2.2. Phylogenetic analysis

Second, there were protein and nucleotide sequence alignments, calculations of phylogenetic trees and calculations of pairwise nucleotide sequence identities included in phylogenetic analysis. The complete ADI coding sequences were translated using BioEdit 7.0.5.3, and aligned at amino acid level using ClustalW included in BioEdit 7.0.5.3. The ADI nucleotide sequence alignments were prepared accordingly, after manual corrections of protein amino acid sequence alignments.
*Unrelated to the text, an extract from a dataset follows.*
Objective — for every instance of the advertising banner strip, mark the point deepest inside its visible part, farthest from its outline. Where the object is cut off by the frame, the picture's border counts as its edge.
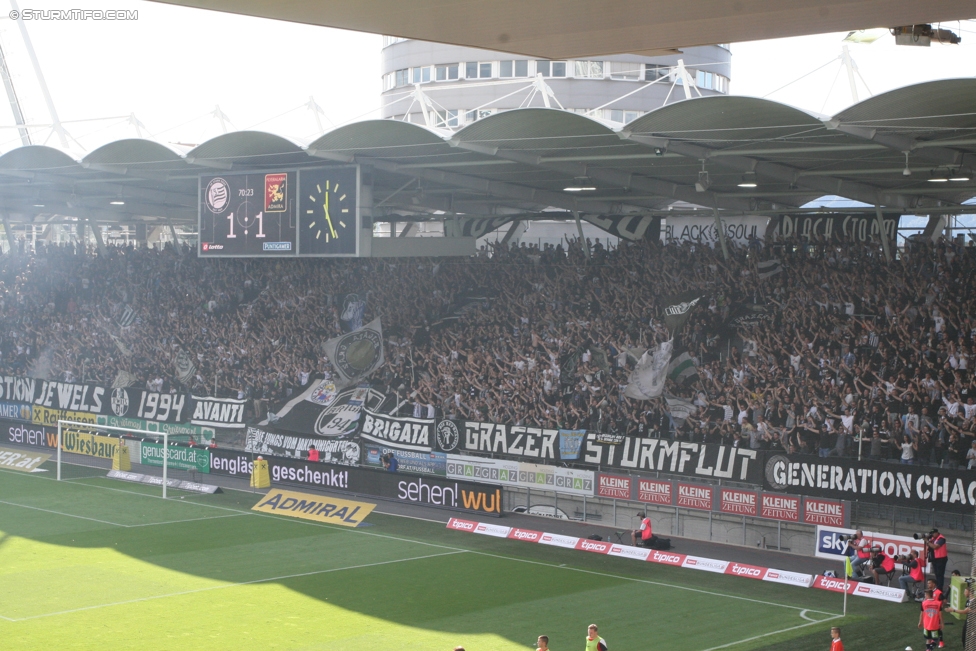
(483, 499)
(22, 460)
(651, 556)
(314, 507)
The MEGA 6.06 program was used in ADI phylogenetic tree calculations (http://www.megasoftware.net) (Tamura et al., 2013), using minimum evolution method that was applicable in analysis of distant and very distant eutherian homologues (default settings, except gaps/missing data treatment = pairwise deletion). The pairwise nucleotide sequence identities of ADI nucleotide sequence alignments were calculated using BioEdit 7.0.5.3. Their statistical analyses included calculations of average pairwise identities (ā) and their average absolute deviations (āad), largest pairwise identities (amax) and smallest pairwise identities (amin) using Microsoft Office Excel common statistical functions.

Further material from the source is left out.